Part of me, the part that has been conditioned to expect men to look at my body like that, saw it as a horrifying rite of passage: being wanted by these men must mean I was a real woman.

Reflecting on this, I noticed for the first time how part of my feminine identity is connected to the physical sensation of terror that comes alive whenever I find myself walking in an empty street. In a park after dark. Getting in a cab on my own. Planning a solo trip.

I cried often as I felt the hooks of this cancer in my system.


When Alexandra and I next spoke, she apologized for her throwaway comments, acknowledging that she’d only made them to minimize her own fear. She shared that she was exhausted from this shit happening all the fucking time. That she she’d trained herself not to react so that fear of being attacked didn’t end up ruling her life. As she wrote about in her book, F*ck Like a Goddess, she’s experienced far worse acts of sexual violation than me.

And as Igna Muscio writes in Cunt: “it saddened me to feel ‘lucky’ that rape remained a threat, but not an actual occurrence, in my personal life.” How was it only now, aged 42, that I found myself realizing this too?


A lot of the post-#metoo and current #metwo discussion centers around all men being held accountable for violence, especially sexual violence, towards women. This is very important.

In the same way that all white people are being asked to DO THE WORK of dismantling systemic racism—by looking at our own unconscious bias, speaking out against racial injustice, and having uncomfortable conversations with our families and friends—men are tasked with taking a pro-active stance and going public with their position on whether or not they think sexual harassment and assault is okay.

In the UK, new policies are also being trialed to make misogyny a hate-crime; women are being called to report cat-calling in the street, and sexually motivated attacks on women will carry much higher sentences. But this doesn’t get to the heart of the issue.

If anything, when I feel into how these measures may land among the kinds of men who commit these acts (just picture it), it actually seems that them being punished for something society has led them to assume as their birthright—sexual dominance over women—is only likely to result in more violent outbursts.

What we really need is to go right back to the beginning. To quit having any more kids until every adult human has had time to heal their wounds around sexuality, gender, race, violence, bodily autonomy, power, and spirituality. Start with civilization all over again. Haha, just kidding! (Um, not?)

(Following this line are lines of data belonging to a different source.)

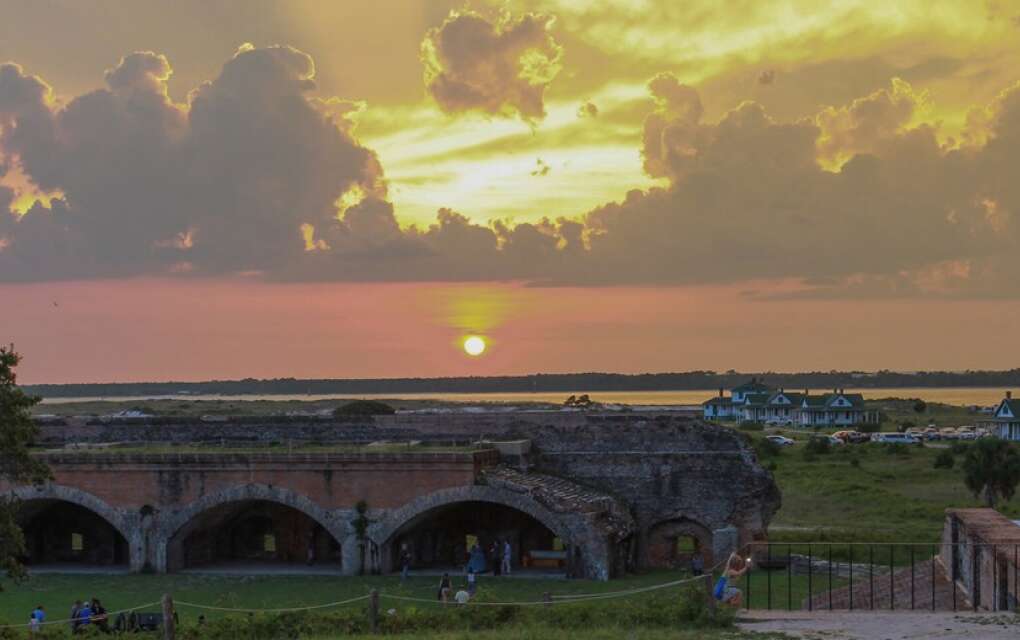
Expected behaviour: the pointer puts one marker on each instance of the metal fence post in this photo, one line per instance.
(911, 577)
(871, 576)
(169, 630)
(851, 574)
(891, 582)
(789, 580)
(373, 610)
(811, 592)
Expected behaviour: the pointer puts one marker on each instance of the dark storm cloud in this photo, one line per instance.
(500, 67)
(254, 175)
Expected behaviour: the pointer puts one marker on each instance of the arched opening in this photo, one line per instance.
(675, 544)
(64, 536)
(254, 537)
(472, 534)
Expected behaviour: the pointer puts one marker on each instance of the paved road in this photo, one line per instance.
(883, 626)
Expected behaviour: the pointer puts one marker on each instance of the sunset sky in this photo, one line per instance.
(212, 189)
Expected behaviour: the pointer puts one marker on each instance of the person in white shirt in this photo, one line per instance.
(507, 555)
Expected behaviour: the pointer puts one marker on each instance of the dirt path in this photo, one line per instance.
(883, 626)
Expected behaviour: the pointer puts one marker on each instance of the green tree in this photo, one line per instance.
(17, 466)
(991, 468)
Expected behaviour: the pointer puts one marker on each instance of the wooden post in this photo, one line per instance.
(169, 631)
(373, 610)
(710, 596)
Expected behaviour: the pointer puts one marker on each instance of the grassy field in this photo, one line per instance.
(196, 408)
(57, 592)
(867, 492)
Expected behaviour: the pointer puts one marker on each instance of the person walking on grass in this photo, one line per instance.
(445, 588)
(405, 562)
(472, 582)
(724, 591)
(74, 608)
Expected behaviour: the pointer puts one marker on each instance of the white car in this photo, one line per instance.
(894, 438)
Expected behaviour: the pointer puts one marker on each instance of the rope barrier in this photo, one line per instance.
(272, 610)
(556, 599)
(70, 620)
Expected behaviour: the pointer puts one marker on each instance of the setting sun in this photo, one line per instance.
(474, 345)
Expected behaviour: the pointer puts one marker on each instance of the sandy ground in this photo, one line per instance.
(883, 626)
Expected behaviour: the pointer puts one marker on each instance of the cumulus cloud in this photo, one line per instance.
(500, 67)
(588, 109)
(254, 175)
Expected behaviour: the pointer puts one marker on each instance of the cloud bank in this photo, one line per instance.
(500, 67)
(254, 175)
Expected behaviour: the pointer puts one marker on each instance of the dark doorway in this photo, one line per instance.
(253, 536)
(59, 533)
(441, 539)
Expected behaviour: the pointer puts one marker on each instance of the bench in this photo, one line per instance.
(548, 559)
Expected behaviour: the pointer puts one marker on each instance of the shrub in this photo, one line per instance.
(766, 448)
(363, 407)
(898, 449)
(959, 448)
(945, 459)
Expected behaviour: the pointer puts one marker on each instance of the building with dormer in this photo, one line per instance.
(755, 401)
(1005, 421)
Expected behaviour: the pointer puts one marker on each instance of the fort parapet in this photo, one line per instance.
(592, 495)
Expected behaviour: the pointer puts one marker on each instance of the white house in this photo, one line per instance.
(758, 402)
(1005, 421)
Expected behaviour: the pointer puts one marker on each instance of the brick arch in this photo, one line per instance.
(662, 539)
(383, 532)
(171, 525)
(124, 524)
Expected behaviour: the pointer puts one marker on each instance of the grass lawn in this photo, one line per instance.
(882, 497)
(57, 592)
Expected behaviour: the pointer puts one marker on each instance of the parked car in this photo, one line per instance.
(895, 438)
(966, 433)
(782, 441)
(851, 437)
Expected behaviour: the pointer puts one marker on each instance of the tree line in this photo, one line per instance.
(686, 381)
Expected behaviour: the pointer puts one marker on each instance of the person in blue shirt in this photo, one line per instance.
(85, 613)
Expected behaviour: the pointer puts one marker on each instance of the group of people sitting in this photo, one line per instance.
(89, 612)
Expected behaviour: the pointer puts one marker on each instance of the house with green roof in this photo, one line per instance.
(1006, 419)
(721, 407)
(834, 409)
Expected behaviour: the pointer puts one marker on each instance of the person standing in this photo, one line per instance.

But new calls for reform when it comes to sex ed. are a step in the right direction. Like, actually teaching about sexual pleasure, versus the focus for girls being on how to avoid getting pregnant (in a society where motherhood is held up as the ultimate ideal). The unspoken yet ever-present implication for boys that “men only want one thing” (a thing which harms women). The fear (universally) of contracting an STD.

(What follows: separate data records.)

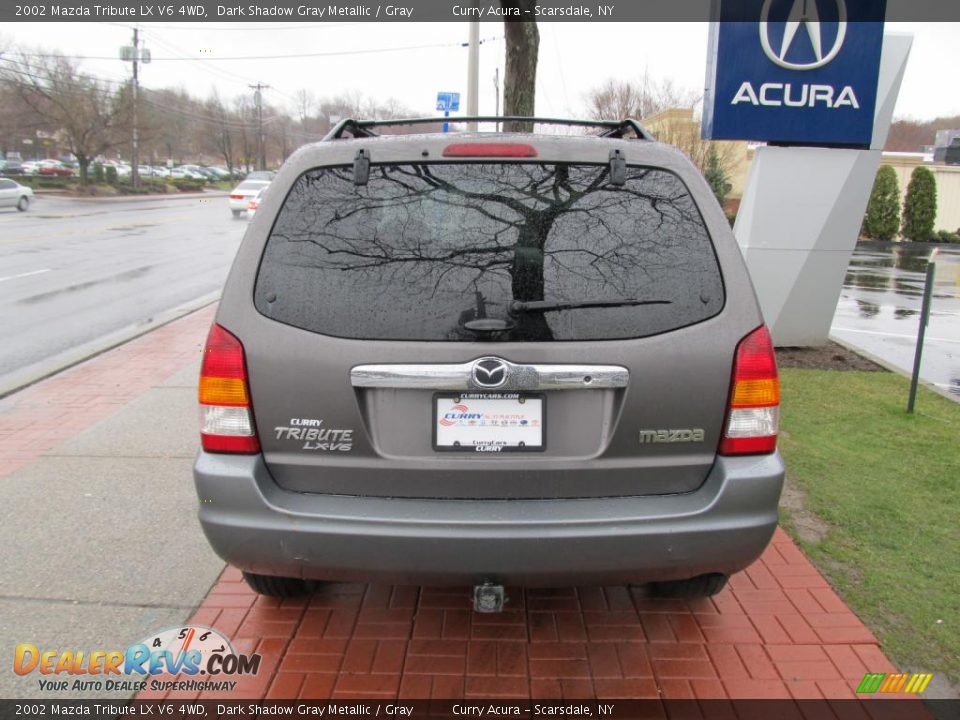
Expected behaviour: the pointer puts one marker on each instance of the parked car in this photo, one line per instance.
(489, 359)
(254, 204)
(11, 167)
(13, 194)
(240, 196)
(54, 168)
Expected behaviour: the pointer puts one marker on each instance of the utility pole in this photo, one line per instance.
(135, 55)
(473, 73)
(258, 99)
(496, 92)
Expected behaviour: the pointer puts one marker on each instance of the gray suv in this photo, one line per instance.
(488, 359)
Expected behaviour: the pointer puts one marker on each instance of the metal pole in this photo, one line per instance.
(473, 73)
(135, 168)
(263, 152)
(924, 319)
(496, 89)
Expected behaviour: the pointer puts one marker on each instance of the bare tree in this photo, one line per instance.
(520, 70)
(91, 117)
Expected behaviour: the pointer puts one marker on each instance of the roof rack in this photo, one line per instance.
(612, 128)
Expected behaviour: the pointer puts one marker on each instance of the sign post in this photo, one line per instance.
(817, 81)
(447, 101)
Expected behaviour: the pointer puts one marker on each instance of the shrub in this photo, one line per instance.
(882, 219)
(920, 206)
(716, 175)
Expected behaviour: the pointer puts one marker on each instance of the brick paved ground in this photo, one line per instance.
(43, 415)
(778, 630)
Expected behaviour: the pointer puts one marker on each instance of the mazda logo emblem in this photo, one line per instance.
(803, 14)
(489, 372)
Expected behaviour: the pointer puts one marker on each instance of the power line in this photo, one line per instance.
(295, 56)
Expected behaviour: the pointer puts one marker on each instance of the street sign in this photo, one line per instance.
(794, 71)
(448, 102)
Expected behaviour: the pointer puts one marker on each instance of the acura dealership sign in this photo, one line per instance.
(794, 71)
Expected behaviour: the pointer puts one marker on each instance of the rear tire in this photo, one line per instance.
(696, 587)
(275, 586)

Quoted in a story on this in the UK Times, Flo Perry, author of How To Have Feminist Sex, notes: “If we are teaching young people that ‘good sex’ means not getting pregnant, not getting an STI and not being raped, then the bar is pretty low. If we set the bar higher — that it should be about mutual enjoyment — then we are more able to recognize anything that falls short.”

In other words, we are able to have a real conversation about another important C-word: consent. Meaning, what is a “yes,” what is a “NO,” and who is responsible for determining this.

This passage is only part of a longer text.